NEW YORK (May. 3)
The proportion of American-born Jews has risen from 33 percent in 1900 to 80 percent in 1960, according to data in the 1960 edition of the American Jewish Year Book published today. The number of American Jews has grown in the six decades from 1,000,000 to approximately 5, 367,000.
The total world Jewish population was estimated at 12,500,000. The majority–6,300,000–live in North, Central and South America and 3, 500,000 in Europe. There are about 2,000,000 Jews in Asia, 550,000 in Africa and about 68,000 in Australia and New Zealand, according to the Year Book, a reference book issued Jointly by the American Jewish Committee and the Jewish Publication Society.
The population of Israel was listed as 1,837,000 Jews and 225,000 non-Jews. About 42 percent of Israel’s Jewish population is in the zero to 20-year age group and 24 percent in the over-45 year group.
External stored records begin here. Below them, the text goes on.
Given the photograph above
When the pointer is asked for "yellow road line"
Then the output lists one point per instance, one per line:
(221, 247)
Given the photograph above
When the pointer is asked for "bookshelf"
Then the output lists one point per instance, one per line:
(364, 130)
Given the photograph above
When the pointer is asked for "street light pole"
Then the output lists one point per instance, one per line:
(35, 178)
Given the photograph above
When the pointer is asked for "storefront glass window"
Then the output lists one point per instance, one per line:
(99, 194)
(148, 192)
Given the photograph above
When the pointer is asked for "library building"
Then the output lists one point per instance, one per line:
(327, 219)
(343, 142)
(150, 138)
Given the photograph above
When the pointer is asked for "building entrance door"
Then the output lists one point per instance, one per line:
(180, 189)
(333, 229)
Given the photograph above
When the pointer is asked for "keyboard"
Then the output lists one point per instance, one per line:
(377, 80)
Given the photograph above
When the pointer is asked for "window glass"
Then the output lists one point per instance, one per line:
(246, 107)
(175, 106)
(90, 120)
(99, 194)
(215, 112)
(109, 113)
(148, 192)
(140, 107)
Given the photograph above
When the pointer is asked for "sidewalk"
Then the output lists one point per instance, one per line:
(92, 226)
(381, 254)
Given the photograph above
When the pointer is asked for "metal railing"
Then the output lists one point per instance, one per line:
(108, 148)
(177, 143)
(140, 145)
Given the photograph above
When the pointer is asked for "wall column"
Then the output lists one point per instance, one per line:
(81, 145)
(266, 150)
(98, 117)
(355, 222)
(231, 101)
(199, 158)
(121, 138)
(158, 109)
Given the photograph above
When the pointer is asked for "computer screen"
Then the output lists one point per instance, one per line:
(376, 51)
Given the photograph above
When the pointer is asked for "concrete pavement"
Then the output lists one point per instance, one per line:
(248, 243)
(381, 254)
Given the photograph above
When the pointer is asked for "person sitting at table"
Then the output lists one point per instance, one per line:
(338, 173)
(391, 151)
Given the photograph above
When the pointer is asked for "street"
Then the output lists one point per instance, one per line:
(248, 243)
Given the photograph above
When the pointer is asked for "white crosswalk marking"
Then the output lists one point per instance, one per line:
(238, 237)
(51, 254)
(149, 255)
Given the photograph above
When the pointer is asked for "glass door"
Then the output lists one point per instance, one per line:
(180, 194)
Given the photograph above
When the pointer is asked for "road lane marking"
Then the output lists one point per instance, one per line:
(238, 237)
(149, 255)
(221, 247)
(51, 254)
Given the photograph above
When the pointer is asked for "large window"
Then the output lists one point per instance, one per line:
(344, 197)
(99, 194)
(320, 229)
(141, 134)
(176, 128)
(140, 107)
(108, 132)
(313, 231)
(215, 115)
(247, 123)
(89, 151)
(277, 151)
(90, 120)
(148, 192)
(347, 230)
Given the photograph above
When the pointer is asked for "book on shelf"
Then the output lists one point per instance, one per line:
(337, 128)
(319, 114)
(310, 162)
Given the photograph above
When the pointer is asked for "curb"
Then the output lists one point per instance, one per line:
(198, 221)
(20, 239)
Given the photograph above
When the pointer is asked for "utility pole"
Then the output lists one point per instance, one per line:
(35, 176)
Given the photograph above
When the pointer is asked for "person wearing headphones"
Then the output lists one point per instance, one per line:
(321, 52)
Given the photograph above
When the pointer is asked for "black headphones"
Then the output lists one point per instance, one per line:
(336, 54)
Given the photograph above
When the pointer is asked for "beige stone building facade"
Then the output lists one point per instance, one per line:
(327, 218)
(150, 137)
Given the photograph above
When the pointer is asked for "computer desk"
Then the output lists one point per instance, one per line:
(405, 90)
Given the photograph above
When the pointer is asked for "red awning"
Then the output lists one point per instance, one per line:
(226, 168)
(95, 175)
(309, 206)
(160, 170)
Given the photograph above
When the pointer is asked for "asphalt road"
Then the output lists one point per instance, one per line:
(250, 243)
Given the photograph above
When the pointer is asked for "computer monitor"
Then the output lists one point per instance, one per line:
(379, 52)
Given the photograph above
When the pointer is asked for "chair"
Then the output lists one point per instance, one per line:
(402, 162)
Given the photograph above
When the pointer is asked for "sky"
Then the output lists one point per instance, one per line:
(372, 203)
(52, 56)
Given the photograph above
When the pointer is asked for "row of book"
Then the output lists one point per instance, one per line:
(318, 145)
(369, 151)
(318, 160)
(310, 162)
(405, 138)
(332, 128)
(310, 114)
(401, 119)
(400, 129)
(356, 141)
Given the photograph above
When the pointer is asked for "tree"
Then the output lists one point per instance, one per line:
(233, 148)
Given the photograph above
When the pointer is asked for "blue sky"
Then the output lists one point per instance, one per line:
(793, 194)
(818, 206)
Enrollment in Jewish Sunday and weekday Jewish schools has grown six times as fast as the American Jewish population increase during the past decade, the Year Book reported. Enrollment grew from 239,000 children to the present 554,000 students, an increase of 131 percent. The American Jewish population during the same period increased by 15 to 20 percent.
In the six decades since 1900, American Jewish organizational life has increased greatly, growing from 20 national Jewish groups to more than 200 at present, reflecting cultural, educational, religious, community relations, overseas aid, social welfare, fraternal and mutual benefit and Zionist and pro-Israel interests.
The Year Book reported that there were only nine countries with a Jewish population in excess of 200,000. These were the United States, the Soviet Union, Israel, Great Britain, Argentina, France, Canada, Rumania and Morocco. Between two and three million of Europe’s 3, 500,000 Jews are estimated to live in Russia.